Updating the Information Store for deleted data

The data that the Information Store ingests is fixed at the moment of ingestion, and removal of the data in the external source does not automatically delete it from the Information Store. However, you can update the Information Store to reflect the deletion of data in the external source by using staging tables and the deployment toolkit.

When data changes in its original source, you can use the same pipeline that you used for initial ingestion to update the records in the Information Store. If data is deleted from its source, you can use the staging tables and the deployment toolkit to reflect that fact in the Information Store as well.

A single i2 Analyze record can represent data from multiple sources, which results in a record that contains multiple pieces of provenance. As a consequence, responding to source data deletion does not necessarily mean deleting records from the Information Store. When you use the toolkit to reflect deleted source data, the effect is to remove the provenance associated with that data. If the process removes a record's only provenance, the record is deleted. If not, the record remains in the Information Store.

Note: To delete records from the Information Store explicitly, use the deletion-by-rule approach. You can write conditions to determine which records are deleted. For more information about deleting records in this way, see Deleting records by rule.

The commands to update the Information Store for deleted data use the same mapping file and staging tables as the commands for ingesting data, and you call them in a similar way. However, the only information that must be in the staging table is what the mapping file requires to generate the origin identifiers of the data that is no longer in the external source.
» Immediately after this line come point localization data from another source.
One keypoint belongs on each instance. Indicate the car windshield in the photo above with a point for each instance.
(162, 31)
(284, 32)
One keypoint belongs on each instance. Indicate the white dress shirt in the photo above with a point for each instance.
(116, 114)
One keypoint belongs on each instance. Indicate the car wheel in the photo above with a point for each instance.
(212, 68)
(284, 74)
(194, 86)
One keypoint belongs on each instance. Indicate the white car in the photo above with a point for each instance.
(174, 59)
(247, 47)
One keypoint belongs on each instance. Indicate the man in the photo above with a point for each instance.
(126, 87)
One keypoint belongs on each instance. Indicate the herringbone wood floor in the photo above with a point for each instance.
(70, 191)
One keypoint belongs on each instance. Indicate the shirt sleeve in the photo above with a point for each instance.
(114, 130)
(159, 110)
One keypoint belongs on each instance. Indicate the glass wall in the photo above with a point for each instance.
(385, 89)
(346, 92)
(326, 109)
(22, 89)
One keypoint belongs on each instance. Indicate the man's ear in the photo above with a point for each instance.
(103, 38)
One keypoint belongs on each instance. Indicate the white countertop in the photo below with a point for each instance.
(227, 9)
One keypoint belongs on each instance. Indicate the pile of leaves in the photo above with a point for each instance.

When you run the commands to update the Information Store for deleted data, the rules that apply differ from the rules for adding and updating data:

  • Links do not have to be processed before entities, or vice versa.
  • Links can be processed without specifying the origin identifiers of their ends.
  • Deleting a piece of provenance from an entity record also deletes all the link provenance that is connected to it.
  • The process silently ignores any origin identifiers that are not in the Information Store.

Because this process might cause significant numbers of i2 Analyze records to be deleted, two commands are provided. The first command previews the effect of running the second command before you commit to doing so. In the deployment toolkit, the two commands have different names but the same syntax:

setup -t previewDeleteProvenance
      -p importMappingsFile=ingestion_mapping_file
      -p importMappingId=ingestion_mapping_id
setup -t deleteProvenance
      -p importMappingsFile=ingestion_mapping_file
      -p importMappingId=ingestion_mapping_id
      -p importLabel=ingestion_label
      -p logConnectedLinks
      -p importMode=BULK_DELETE

In the ETL toolkit, you reuse the ingestInformationStoreRecords command. For more information about running the command from the ETL toolkit, see ETL toolkit.

For more information about the running the commands and any arguments, see The previewDeleteProvenance and deleteProvenance tasks.

Bulk delete mode can be used for improved performance when you are removing provenance from the Information Store that does not contribute to correlated records. If you try to delete any provenance that contributes to correlated records, that provenance is not removed from the Information Store and is recorded in a table in the IS_Public database schema. The table name is displayed in the console when the delete process finishes. For example, IS_Public.D22200707130930400326011ET5. Before you use bulk delete mode, ensure that your database is configured correctly. For more information, see Database configuration for IBM Db2.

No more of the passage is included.